My grandfather loved mathematics. He believed that having a deep understanding and fondness for the subject – a feeling I now approximate to be an ‘intuition’ – was a worthy endeavor. So he preached this gospel to any school-aged soul whose feet crossed our compound lines. And in my case, whenever report cards came back, he was especially interested in my mathematics grade – how I felt about it and less so the specific grade.
Were I pleased with my performance, his smile would broaden, head bob, arms extend, and I would find myself in his filling, warm embrace. He lived vicariously through my excellence. And, naturally, every visitor to the house would hear about this young mathematics champion. My mini-achievement would be the talk of the town. I was the star, his star. And when the next examination came by, I had another kick to do well.
As the years rolled by and the world took me farther from my grandfather’s endearing hug, I found other, cheaper motivations to do mathematics.
The Jesuit school I attended between the ages 10 and 16 made it a point, after each major assessment, to print and publish subject-by-subject grades, an overall average, and a year rank for each student in their respective classes – on a single 210 by 297 millimeters sheet, often stapled on the blue-tacked notice boards in the front of each class.
After grades were published in one particular cycle, I overheard another student, an acquaintance, who sat behind me, mutter to their friend, “What happened to Joel?”
“I know right. He’s not [good] anymore,” their friend replied.
My math grade had dropped 20 points. My year rank 40 places.
Some weeks later while preparing for the next examination, our observant acquaintance asked a mutual friend to solve a particularly challenging mathematics problem. Mutual friend refers our observer to me, “Joel’s solved it. Go ask him.”
Observer retorts, “Please, can you just do it for me?
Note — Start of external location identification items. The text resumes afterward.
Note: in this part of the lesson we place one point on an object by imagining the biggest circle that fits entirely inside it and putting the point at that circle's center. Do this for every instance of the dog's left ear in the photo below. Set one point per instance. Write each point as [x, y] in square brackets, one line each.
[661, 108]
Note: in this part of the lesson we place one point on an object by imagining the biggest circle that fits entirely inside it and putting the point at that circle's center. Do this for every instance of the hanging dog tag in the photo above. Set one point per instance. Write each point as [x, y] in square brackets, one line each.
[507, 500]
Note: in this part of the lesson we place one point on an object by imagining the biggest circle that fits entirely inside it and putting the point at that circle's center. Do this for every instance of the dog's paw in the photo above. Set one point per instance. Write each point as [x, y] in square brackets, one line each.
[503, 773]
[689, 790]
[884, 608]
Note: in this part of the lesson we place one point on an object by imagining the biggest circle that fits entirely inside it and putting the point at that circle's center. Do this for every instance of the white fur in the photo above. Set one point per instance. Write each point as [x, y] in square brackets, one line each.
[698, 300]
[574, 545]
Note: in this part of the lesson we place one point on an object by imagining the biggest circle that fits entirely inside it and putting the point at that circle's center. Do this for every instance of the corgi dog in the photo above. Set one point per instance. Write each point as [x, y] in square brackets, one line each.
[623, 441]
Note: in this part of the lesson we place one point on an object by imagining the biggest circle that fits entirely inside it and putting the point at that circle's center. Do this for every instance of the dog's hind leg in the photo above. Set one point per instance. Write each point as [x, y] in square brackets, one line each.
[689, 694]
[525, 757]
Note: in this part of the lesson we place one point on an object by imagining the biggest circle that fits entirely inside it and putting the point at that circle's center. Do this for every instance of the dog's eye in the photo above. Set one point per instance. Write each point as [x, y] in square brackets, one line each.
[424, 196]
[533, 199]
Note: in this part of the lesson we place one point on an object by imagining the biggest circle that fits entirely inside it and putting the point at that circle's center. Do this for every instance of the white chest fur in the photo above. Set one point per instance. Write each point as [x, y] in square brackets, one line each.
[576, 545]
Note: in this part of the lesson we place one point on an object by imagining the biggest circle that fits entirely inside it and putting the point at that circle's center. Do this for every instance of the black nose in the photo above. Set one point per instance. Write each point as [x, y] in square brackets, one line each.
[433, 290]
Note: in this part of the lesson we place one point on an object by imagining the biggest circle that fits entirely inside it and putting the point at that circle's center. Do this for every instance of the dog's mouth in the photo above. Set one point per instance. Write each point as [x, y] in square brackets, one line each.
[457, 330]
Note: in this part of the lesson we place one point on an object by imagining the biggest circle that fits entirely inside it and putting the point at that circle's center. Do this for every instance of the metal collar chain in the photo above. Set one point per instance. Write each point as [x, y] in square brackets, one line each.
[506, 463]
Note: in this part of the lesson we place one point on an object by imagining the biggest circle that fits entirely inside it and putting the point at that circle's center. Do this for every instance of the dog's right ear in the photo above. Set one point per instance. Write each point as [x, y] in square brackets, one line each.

Joel isn’t serious anymore.”
I eventually got word of this situation.
I recall not being particularly upset at my bad performance in mathematics.
I did, however, shudder at being labelled as incapable of helping – and by extension, in that context, incompetent.
This label set off a distinct ringer in my head and tugged my soul in a manner I could – at that time – not describe.
Without ever consciously resolving what (exact mathematics fundamentals) I struggled with, I was yanked back into mode. By the next term, I was beating myself up for missing only two points on a test and, ultimately, found myself atop those rankings. The ringer in my head was momentarily reduced to vibrations.
Whenever I got what processes or habits I changed to 'do well,' I could never give a definite answer. I assumed I just got a hang of how to work school. That I had developed better studying habits – or whatever fanciful stuff we said at that time. In any case, while these improvements may have happened, they were only a consequence of this new-found, I'll-show-them motivation. You could convincingly argue that this redirection worked – I mean, ‘look at the grades.’
Yet, my soul was not drawn any closer to mathematics.
My motivations to do it – to do it well – were cheap.
Cheap motivation doesn't scale when producing good mathematics.
When I first drafted this essay, I arrived at a different conclusion. I concluded that, like my grandfather, I might have developed a fondness for seeing or helping people find and work through their own passions. There's evidence in my current work and interests that this is true – or at least close. However, I found the aforementioned – cheap motivation – to be much more potent, simpler, and revealing about my current struggles with producing good mathematics. Now that's out of the way, here’s that alternative conclusion.
Six years on, I now know why (I could not articulate what I fixed): because there was no conscious change. My soul was simply reoriented and latched onto some new motivation. It seems, like my grandfather, I had developed a fondness for seeing – and perhaps helping – people find or work through their passions. Not necessarily mathematics, but the process of finding it, something.
These days, in college, I serve as a consultant at my school’s writing center. It is different work. It's fun work. I get to talk through essays, applications, and personal statements with my peers – to help them find their voice. I now offer the same smile and encouragement I once received from my grandfather when clients share their progress.
Consequently, I have hinged a good chunk of my pump to doing good writing – and get my most significant kick of the week in those few hours I’m at the center. Simultaneously, I am no longer the mathematics champ I once was. I haven't had the burden of proof to be. I no longer produce good mathematics. It is possible, I suspect, I never did produce good mathematics.
Whatever the case, I now want something different.
And I know exactly where to start.
In the few weeks while drafting this, I told myself and friends that there are always motivations to dream, to do. We can dream for ourselves, our families, communities, for future generations, and even for the sake of it.
The most persevering people I have met seem to have many – often private – secure motivations to chase these dreams. When the chips are down at work, they have friends and music to fall back on. When the weather is dull and teary – as it is while I write this – they are grateful for the beautiful scents and sleep the rain afford.
These people, I think, are not necessarily more optimistic than the next person. Instead, they seem to have invited, internalized, and mastered selecting the set of motivations to face any challenge. Maybe that's one definition of optimism, ha!